A tapioca representa uma iguaria típicamente brasileira, de origem indígena, feita com o amido extraído da mandioca, conhecido como goma. Em outras palavras, originalmente, é uma espécie de beiju que possui, em seu interior, uma camada de coco ralado.

Para elaborar a tapioca, deixe aquecer bastante, em fogo brando, uma chapa de metal anti-aderente, redonda, com cerca de vinte centímetros de diâmetro, e espalhe uma camada fina de goma de mandioca sobre ela (o suficiente para cobrir o fundo da chapa) com uma pitada de sal. Com as costas de uma colher, espalhe a goma e cubra o fundo do recipiente de maneira uniforme. À medida que a chapa vai aquecendo, esse pó se aglutina, toma a forma de uma panqueca ou um crepe, e suas bordas se desprendem do fundo. Asse a tapioca por um ou dois minutos, vire-a com uma espátula e deixe-a assando por mais alguns segundos. Ainda na chapa, recheie a tapioca com coco fresco ralado ou um pedaço de queijo de coalho, dobre-a ao meio, aperte bem para transformá-la em um semicírculo (uma meia lua), coloque manteiga de garrafa sobre ela (opcional) e sirva quente.

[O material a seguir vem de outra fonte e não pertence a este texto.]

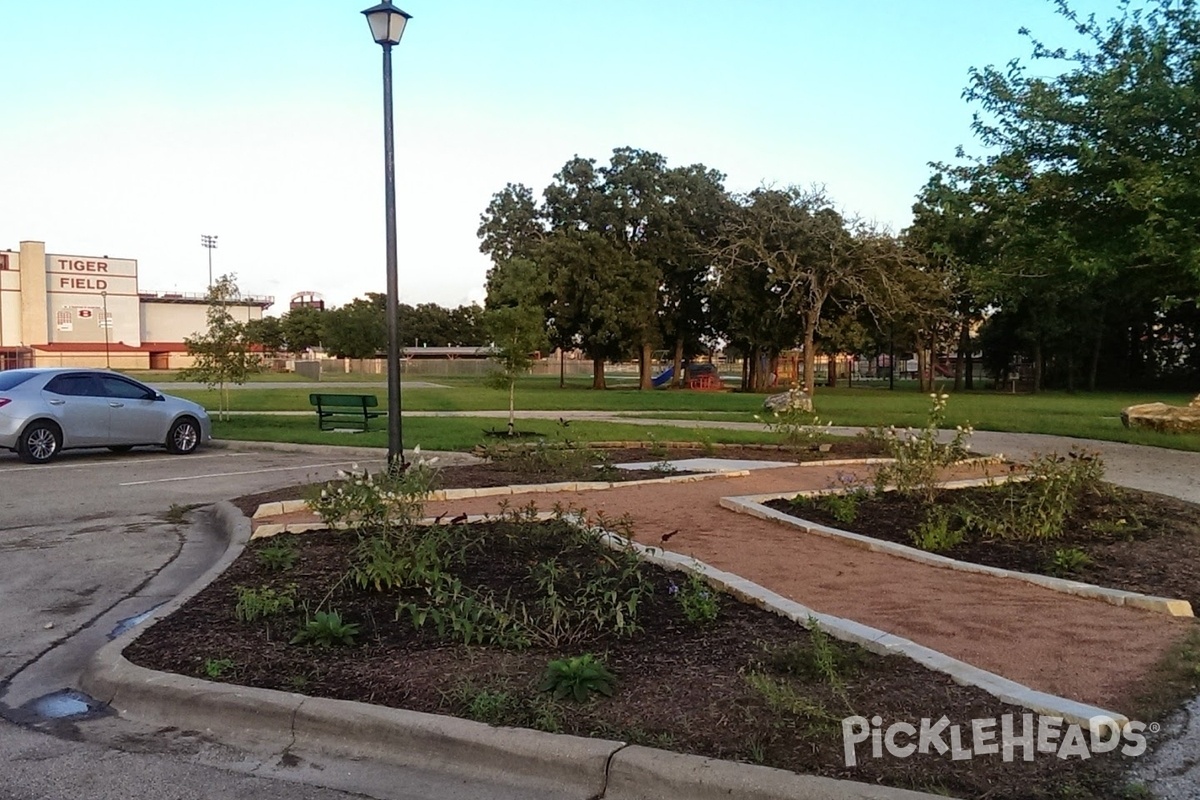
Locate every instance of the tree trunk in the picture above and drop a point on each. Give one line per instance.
(1037, 365)
(513, 414)
(1095, 366)
(964, 346)
(645, 379)
(810, 362)
(677, 365)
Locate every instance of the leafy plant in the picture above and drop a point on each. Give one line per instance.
(575, 605)
(383, 501)
(216, 668)
(1069, 560)
(577, 678)
(327, 629)
(277, 555)
(937, 533)
(699, 601)
(258, 603)
(1038, 507)
(918, 455)
(489, 705)
(784, 698)
(843, 506)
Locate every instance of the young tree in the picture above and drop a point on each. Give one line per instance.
(221, 354)
(357, 330)
(515, 323)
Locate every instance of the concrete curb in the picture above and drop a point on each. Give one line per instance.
(466, 750)
(438, 495)
(645, 774)
(876, 641)
(448, 457)
(753, 505)
(528, 759)
(291, 506)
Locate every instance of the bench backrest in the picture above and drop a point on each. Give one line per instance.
(355, 401)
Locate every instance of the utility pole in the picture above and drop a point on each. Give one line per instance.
(209, 242)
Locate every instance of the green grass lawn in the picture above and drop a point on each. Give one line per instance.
(465, 432)
(1084, 415)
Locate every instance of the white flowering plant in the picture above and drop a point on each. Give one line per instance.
(796, 421)
(919, 455)
(384, 501)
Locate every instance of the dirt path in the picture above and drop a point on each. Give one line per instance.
(1083, 649)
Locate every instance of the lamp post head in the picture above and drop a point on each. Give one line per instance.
(387, 23)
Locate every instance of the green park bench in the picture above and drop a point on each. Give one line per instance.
(339, 410)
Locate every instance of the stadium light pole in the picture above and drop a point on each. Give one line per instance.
(103, 296)
(387, 24)
(210, 244)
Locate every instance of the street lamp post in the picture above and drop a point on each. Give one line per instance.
(103, 322)
(387, 26)
(209, 242)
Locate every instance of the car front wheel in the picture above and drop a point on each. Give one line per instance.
(40, 443)
(184, 437)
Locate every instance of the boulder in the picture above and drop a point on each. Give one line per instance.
(796, 398)
(1161, 416)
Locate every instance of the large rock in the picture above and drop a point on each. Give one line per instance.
(795, 398)
(1161, 416)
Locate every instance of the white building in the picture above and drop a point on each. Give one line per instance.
(61, 310)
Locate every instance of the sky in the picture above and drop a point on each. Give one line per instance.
(129, 127)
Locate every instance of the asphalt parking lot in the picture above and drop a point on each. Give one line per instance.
(101, 485)
(87, 545)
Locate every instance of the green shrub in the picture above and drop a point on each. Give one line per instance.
(216, 668)
(277, 555)
(327, 629)
(258, 603)
(1069, 560)
(700, 602)
(937, 534)
(1038, 507)
(918, 455)
(382, 501)
(577, 678)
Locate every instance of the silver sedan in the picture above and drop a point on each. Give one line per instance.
(46, 410)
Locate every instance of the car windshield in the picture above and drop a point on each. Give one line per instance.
(15, 378)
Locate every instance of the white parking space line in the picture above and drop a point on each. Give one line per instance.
(250, 471)
(114, 461)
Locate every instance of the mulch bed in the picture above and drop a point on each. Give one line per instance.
(503, 474)
(681, 685)
(1137, 541)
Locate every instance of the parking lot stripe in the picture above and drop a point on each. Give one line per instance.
(114, 461)
(249, 471)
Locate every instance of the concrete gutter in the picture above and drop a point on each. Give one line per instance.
(753, 505)
(531, 761)
(876, 641)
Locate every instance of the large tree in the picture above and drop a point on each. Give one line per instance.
(222, 353)
(1090, 178)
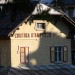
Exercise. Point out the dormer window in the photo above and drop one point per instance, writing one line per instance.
(40, 26)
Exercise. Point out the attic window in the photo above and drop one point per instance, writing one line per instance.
(40, 26)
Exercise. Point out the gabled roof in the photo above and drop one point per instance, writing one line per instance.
(7, 27)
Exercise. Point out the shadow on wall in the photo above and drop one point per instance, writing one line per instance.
(42, 54)
(5, 48)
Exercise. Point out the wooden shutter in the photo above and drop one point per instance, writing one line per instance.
(65, 54)
(52, 54)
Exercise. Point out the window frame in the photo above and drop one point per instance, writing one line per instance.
(62, 54)
(42, 26)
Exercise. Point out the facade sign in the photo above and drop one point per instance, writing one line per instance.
(32, 35)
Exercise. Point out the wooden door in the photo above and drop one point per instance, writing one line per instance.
(24, 55)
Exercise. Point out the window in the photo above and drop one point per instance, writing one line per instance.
(40, 26)
(24, 55)
(58, 54)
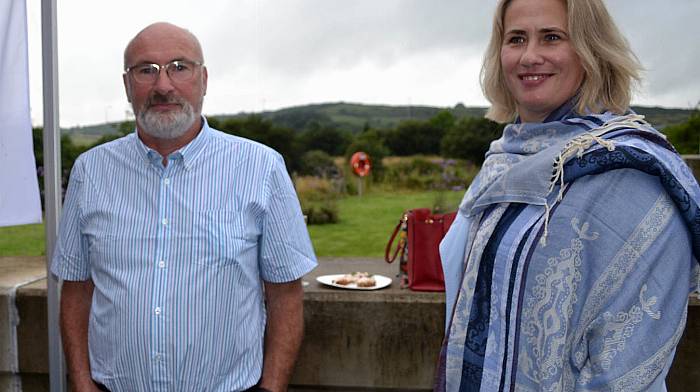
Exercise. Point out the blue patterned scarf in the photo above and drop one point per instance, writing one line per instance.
(533, 164)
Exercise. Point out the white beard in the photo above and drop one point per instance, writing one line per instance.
(169, 125)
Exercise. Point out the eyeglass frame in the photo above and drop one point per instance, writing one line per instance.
(165, 66)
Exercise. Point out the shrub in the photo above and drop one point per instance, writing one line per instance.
(319, 164)
(470, 139)
(429, 174)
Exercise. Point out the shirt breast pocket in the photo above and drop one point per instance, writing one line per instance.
(224, 240)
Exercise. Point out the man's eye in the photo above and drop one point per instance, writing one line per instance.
(147, 70)
(180, 67)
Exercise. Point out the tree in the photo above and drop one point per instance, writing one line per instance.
(470, 139)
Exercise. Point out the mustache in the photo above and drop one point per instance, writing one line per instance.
(157, 98)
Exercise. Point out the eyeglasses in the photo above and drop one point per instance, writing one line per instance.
(178, 71)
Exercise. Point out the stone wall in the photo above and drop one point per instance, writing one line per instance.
(386, 340)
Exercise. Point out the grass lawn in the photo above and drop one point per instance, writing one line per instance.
(364, 228)
(25, 240)
(367, 222)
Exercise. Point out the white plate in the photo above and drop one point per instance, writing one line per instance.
(382, 281)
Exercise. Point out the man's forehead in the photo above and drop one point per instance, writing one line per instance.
(162, 43)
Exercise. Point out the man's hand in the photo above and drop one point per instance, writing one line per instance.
(283, 334)
(76, 298)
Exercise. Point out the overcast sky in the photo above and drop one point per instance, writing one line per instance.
(266, 55)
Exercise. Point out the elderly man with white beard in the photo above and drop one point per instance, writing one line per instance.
(181, 248)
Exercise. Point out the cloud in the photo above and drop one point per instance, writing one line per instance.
(271, 53)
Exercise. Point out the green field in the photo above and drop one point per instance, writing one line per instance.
(364, 228)
(25, 240)
(367, 222)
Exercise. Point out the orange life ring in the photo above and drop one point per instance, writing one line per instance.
(360, 163)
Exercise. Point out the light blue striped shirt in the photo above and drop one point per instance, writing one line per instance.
(178, 254)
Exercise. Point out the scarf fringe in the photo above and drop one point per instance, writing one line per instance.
(577, 146)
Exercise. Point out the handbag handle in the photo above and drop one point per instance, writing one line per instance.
(400, 246)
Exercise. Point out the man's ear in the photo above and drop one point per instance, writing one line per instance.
(205, 77)
(127, 86)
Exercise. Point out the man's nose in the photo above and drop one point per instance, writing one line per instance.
(163, 84)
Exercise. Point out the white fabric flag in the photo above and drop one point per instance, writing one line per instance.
(19, 189)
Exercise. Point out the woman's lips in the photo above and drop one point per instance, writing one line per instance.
(532, 80)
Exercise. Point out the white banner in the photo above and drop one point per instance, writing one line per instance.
(19, 189)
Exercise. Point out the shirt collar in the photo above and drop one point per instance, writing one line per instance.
(188, 153)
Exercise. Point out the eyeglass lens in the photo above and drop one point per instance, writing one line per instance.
(178, 71)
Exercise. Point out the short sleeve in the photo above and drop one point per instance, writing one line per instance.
(70, 261)
(286, 253)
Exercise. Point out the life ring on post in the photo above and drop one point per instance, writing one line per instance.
(361, 165)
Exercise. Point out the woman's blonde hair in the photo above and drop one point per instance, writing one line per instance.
(611, 69)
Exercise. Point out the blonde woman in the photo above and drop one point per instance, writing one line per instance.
(573, 253)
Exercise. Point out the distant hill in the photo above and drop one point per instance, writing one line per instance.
(354, 117)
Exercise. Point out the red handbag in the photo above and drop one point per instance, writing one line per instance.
(420, 233)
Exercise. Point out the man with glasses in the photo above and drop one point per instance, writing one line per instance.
(181, 248)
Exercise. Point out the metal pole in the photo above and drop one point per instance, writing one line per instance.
(52, 185)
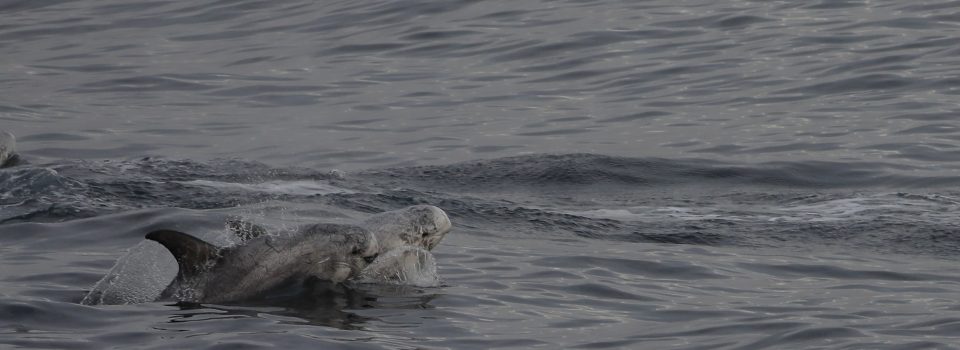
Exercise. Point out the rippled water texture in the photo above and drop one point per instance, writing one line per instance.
(721, 174)
(354, 83)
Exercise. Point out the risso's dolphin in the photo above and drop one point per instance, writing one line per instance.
(8, 148)
(210, 274)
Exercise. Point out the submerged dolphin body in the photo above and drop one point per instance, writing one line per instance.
(208, 274)
(8, 147)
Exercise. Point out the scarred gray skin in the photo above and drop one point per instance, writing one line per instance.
(329, 252)
(8, 147)
(419, 225)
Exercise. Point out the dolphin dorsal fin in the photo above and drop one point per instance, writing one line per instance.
(193, 255)
(245, 230)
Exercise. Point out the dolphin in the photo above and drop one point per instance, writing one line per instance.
(8, 147)
(210, 274)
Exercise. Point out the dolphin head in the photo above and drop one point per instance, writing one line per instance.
(339, 252)
(419, 225)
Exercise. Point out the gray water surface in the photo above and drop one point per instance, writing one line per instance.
(620, 174)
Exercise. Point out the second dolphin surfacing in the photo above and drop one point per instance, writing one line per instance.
(208, 274)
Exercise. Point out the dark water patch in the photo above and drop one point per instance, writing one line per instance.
(143, 83)
(931, 129)
(649, 269)
(869, 82)
(54, 137)
(840, 273)
(635, 117)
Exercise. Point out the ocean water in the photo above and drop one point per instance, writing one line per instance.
(620, 174)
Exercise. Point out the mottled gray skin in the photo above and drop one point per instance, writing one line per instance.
(419, 225)
(8, 147)
(329, 252)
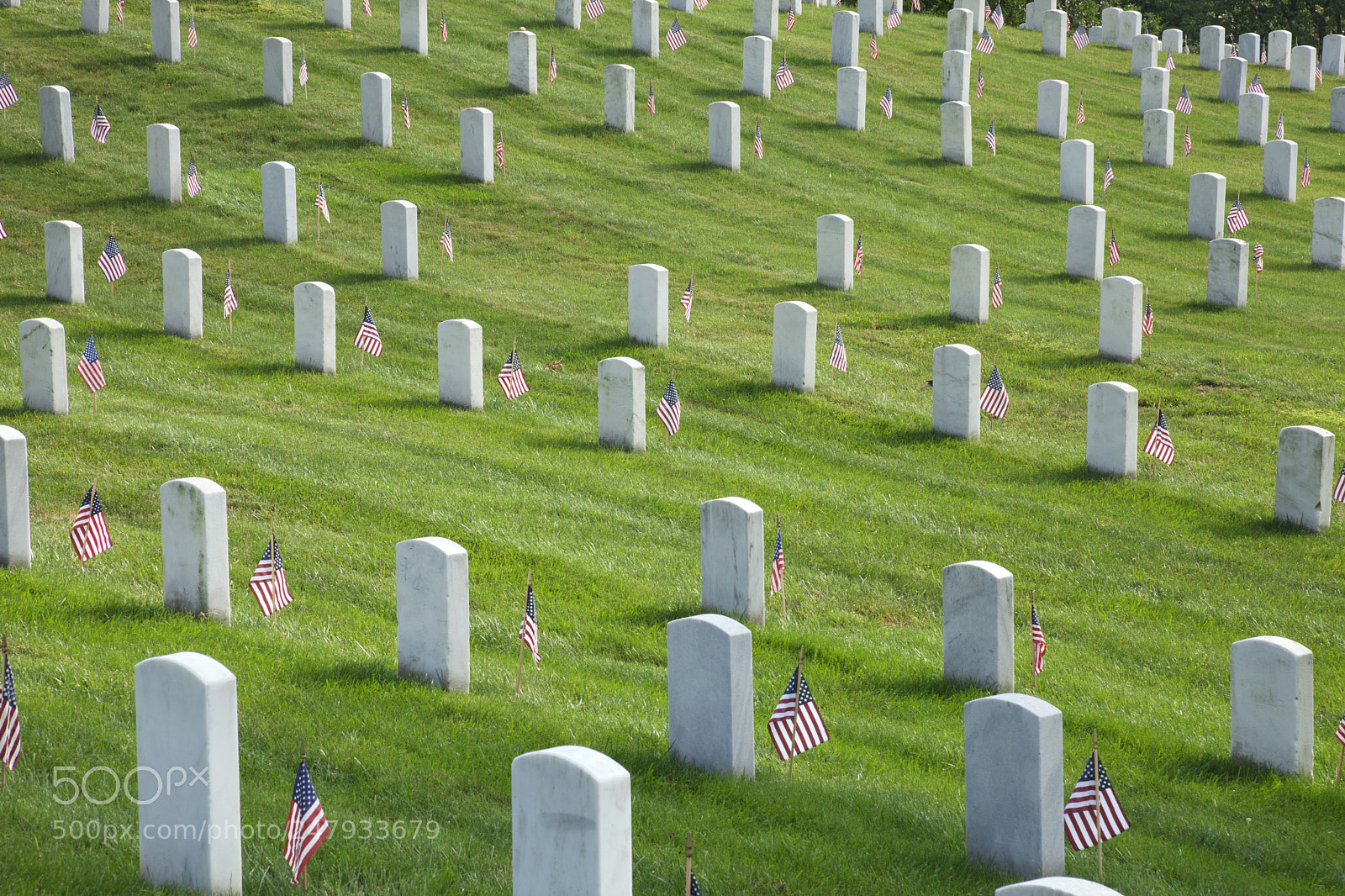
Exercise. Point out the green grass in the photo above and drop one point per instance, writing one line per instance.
(1142, 584)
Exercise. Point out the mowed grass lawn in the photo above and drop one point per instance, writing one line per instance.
(1142, 584)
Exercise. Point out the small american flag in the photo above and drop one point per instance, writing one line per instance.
(100, 127)
(1237, 217)
(193, 178)
(676, 37)
(89, 532)
(1160, 443)
(838, 356)
(112, 262)
(1184, 101)
(268, 582)
(1083, 809)
(528, 629)
(307, 826)
(670, 409)
(797, 703)
(1039, 643)
(367, 336)
(511, 377)
(994, 398)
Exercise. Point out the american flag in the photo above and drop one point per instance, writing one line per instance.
(100, 127)
(511, 377)
(994, 398)
(1160, 443)
(670, 409)
(112, 262)
(797, 701)
(307, 826)
(1039, 643)
(778, 561)
(89, 366)
(268, 582)
(676, 37)
(528, 629)
(320, 202)
(1184, 101)
(838, 358)
(193, 178)
(89, 532)
(11, 739)
(1083, 809)
(367, 335)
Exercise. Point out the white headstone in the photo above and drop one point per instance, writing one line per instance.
(1205, 205)
(65, 261)
(315, 327)
(955, 132)
(710, 724)
(58, 134)
(794, 346)
(1270, 709)
(733, 559)
(1015, 783)
(957, 390)
(1305, 466)
(836, 252)
(461, 363)
(620, 403)
(1053, 108)
(376, 108)
(187, 774)
(475, 145)
(163, 150)
(434, 619)
(1329, 233)
(852, 84)
(619, 98)
(279, 215)
(522, 61)
(277, 71)
(42, 366)
(194, 519)
(1086, 240)
(572, 824)
(182, 293)
(978, 625)
(1076, 171)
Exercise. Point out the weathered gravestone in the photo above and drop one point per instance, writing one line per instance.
(710, 723)
(794, 346)
(572, 824)
(978, 625)
(1304, 467)
(315, 327)
(187, 774)
(957, 390)
(65, 261)
(461, 363)
(42, 366)
(620, 403)
(732, 559)
(183, 315)
(1015, 783)
(434, 619)
(279, 215)
(1271, 704)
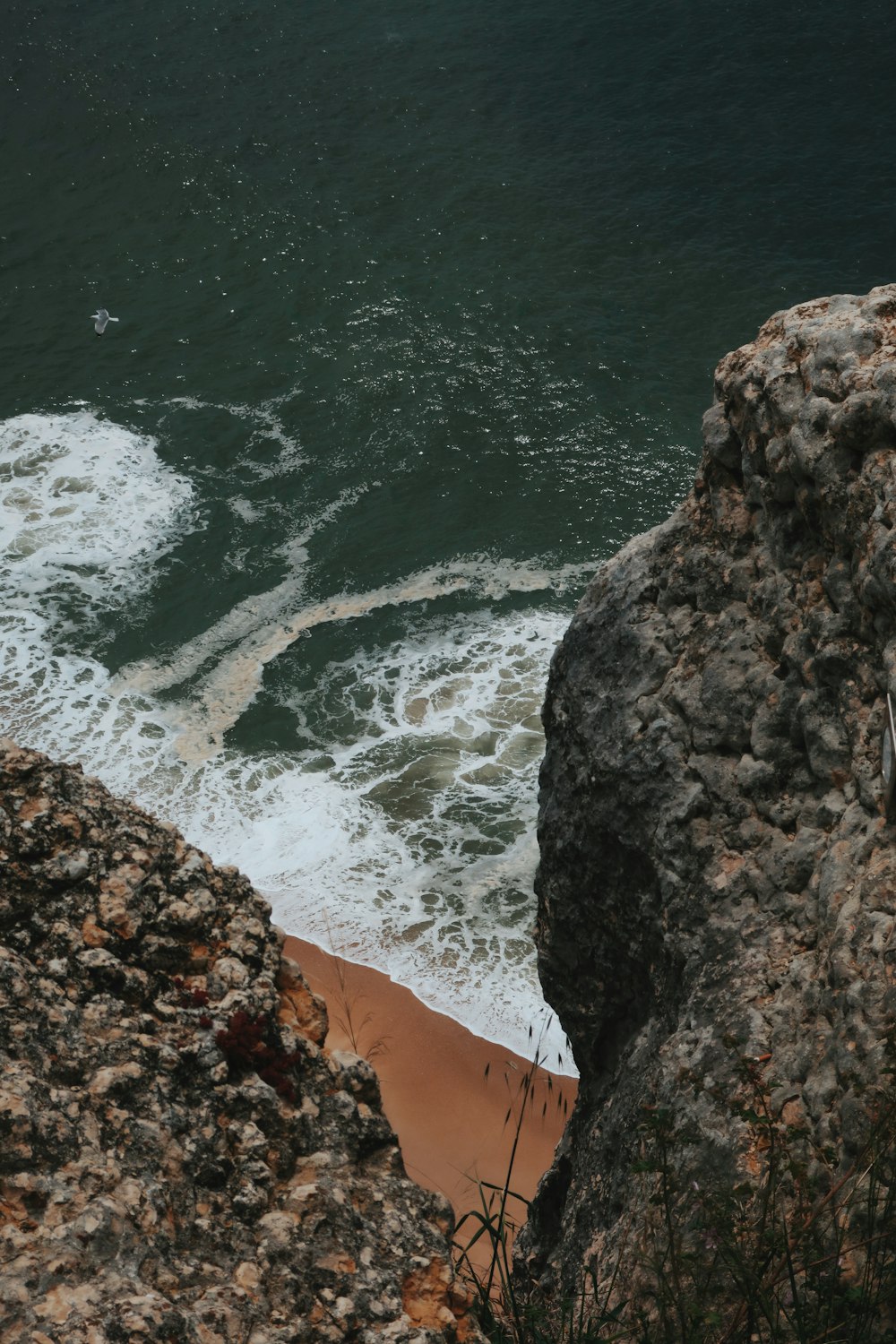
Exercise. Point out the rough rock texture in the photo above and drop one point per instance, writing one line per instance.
(718, 881)
(153, 1185)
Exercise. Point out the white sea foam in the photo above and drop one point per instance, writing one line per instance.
(85, 505)
(405, 835)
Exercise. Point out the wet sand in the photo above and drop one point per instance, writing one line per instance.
(452, 1120)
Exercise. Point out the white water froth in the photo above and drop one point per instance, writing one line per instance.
(406, 843)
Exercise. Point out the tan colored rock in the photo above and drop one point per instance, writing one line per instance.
(179, 1159)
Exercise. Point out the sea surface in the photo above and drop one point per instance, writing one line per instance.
(418, 308)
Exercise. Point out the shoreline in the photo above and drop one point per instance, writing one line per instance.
(452, 1098)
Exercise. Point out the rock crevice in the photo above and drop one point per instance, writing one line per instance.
(718, 882)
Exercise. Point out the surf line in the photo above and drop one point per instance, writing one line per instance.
(211, 709)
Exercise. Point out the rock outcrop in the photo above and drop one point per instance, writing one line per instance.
(718, 882)
(180, 1159)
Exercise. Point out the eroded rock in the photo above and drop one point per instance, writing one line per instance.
(718, 883)
(153, 1182)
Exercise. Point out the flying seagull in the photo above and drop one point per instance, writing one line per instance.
(101, 319)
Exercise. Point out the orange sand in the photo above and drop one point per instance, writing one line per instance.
(452, 1121)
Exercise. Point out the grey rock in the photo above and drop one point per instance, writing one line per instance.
(718, 881)
(156, 1183)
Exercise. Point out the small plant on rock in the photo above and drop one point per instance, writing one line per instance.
(246, 1045)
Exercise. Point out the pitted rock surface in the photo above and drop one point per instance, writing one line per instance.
(715, 860)
(151, 1185)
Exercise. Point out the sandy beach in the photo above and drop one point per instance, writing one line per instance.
(452, 1097)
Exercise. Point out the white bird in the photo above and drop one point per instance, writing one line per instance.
(99, 320)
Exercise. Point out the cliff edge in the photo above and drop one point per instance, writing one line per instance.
(718, 882)
(180, 1159)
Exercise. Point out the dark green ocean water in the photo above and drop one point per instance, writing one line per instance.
(418, 308)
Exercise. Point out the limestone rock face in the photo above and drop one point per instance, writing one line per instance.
(180, 1159)
(718, 881)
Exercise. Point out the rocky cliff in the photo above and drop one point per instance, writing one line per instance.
(718, 882)
(180, 1159)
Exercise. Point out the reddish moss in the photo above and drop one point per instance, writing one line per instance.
(245, 1048)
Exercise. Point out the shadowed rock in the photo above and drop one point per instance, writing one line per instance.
(718, 883)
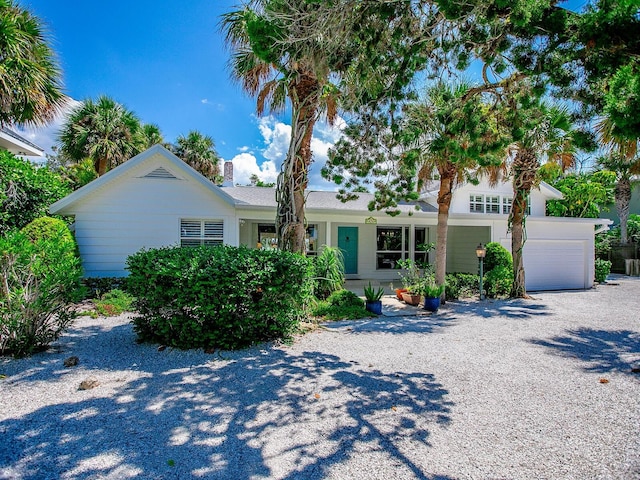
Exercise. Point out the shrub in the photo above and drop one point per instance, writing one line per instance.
(38, 282)
(341, 305)
(498, 281)
(328, 272)
(497, 256)
(462, 285)
(26, 191)
(217, 297)
(97, 286)
(113, 303)
(603, 269)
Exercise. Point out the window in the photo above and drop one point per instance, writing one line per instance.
(492, 204)
(194, 233)
(420, 255)
(506, 205)
(476, 203)
(268, 238)
(391, 246)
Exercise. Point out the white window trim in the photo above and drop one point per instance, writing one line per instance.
(203, 232)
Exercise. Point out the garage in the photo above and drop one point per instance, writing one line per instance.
(555, 264)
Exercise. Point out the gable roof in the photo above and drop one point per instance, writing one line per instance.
(18, 145)
(121, 170)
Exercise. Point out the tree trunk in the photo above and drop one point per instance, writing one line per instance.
(525, 168)
(623, 200)
(447, 177)
(292, 181)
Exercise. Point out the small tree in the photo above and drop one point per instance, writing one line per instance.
(26, 191)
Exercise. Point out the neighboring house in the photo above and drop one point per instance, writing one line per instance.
(611, 212)
(155, 199)
(11, 141)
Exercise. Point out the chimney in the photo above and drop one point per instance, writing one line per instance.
(228, 174)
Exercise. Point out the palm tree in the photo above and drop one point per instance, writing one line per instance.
(544, 131)
(199, 152)
(30, 83)
(273, 74)
(104, 131)
(151, 135)
(622, 158)
(455, 133)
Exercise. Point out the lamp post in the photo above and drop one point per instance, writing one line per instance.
(481, 251)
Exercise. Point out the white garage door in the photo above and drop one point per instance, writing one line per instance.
(555, 264)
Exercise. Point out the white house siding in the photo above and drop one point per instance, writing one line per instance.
(134, 213)
(557, 255)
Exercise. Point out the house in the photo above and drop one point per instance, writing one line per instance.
(155, 199)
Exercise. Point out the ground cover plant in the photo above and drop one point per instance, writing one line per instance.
(340, 305)
(218, 297)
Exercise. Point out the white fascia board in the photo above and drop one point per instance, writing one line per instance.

Em alguns pontos turísticos como o Alto da Sé, na cidade de Olinda, em Pernambuco, pode-se degustar uma saborosa tapioca, feita na hora, produto que é considerado um patrimônio imaterial cultural da região. Na Sé, essa tradição teve início com uma senhora chamada dona Conceição, na década de 1970, que, para se sustentar, tornou-se tapioqueira. Nessa época, em plena ditadura militar, o local era considerado um dos pontos de agitação da contracultura, e Olinda representava o foco da resistência cultural. As tapiocas eram vendidas a estudantes, intelectuais, políticos e artistas populares e eruditos, que lá promoviam concertos e teatro de vanguarda. Com o crescimento do turismo em Olinda, atraído principalmente pelo carnaval, as tapioqueiras se multiplicaram, na cidade que é patrimônio cultural da humanidade. Hoje, elas estão até organizadas em uma Associação.

Uma das comidas típicas em Pernambuco é a tapioca molhada. De acordo com receita coletada pelo sociólogo Gilberto Freyre, tira-se o leite de um coco (com água), adiciona-se açúcar e sal (a gosto) e derrama-se esse líquido, aos poucos, sobre as tapiocas (recheadas com coco ralado), molhando-as bem. Em seguida, elas são colocadas em camadas, polvilhadas com canela, abafadas e servidas quente.

Nos restaurantes, há alguns anos, a tapioca vem atraindo a atenção de chefs de cozinha, que decidiram transformá-la em atração. Desse modo, no cruzamento de criatividades e habilidades, eles inventaram diversas receitas e recheios e reinventaram a própria tapioca. No presente, ela é um sucesso na culinária brasileira e faz parte do rol das especiarias regionais.

Os variados recheios, hoje oferecidos, dão um toque realmente especial à tapioca. Em se tratando dos doces, ou doces e salgados, é possível degustá-la, ainda, com os seguintes recheios, além do tradicional coco ralado: queijo e goaiabada, leite condensado, goiabada, morango, mel, chocolate, doce de leite, brigadeiro, doce de banana, banana com mel, banana com canela, banana com chocolate, calda de uva, goiabada com mussarela, morango com chocolate, chocolate com mussarela, queijo coalho com banana frita e canela, queijo fresco com calda de uva, banana com leite condensado e canela, leite condensado com maracujá.

Em relação aos recheios salgados, pode-se comer tapiocas com: manteiga e sal; mussarela; mussarela e catupiry; mussarela, catupiry e provolone; mussarela e chedar; mussarela e catupiry; provolone e chedar; parmesão, presunto e mussarela; presunto e provolone; presunto e catupiry; presunto, mussarela e catupiry; frango; frango e catupiry; frango e chedar; frango, mussarela e catupiry; salame e catupiry; salame e provolone; queijo fresco, queijo coalho, peito de peru e chedar; queijo fresco, peito de peru e tomate; camarão; amendoim; castanha; charque; carne de sol; entre tantas outras combinações gostosas.

De alimento básico dos índios, de tímido beiju seco feito com goma, a tapioca se transformou em deliciosa iguaria folclórica. É bastante lembrar que, no presente, existem alguns pontos comerciais na Região Sudeste voltados, apenas, para a venda dessa comida típica, e que oferecem, aos clientes, a oportunidade de provarem tapiocas com mais de cinqüenta tipos de recheios.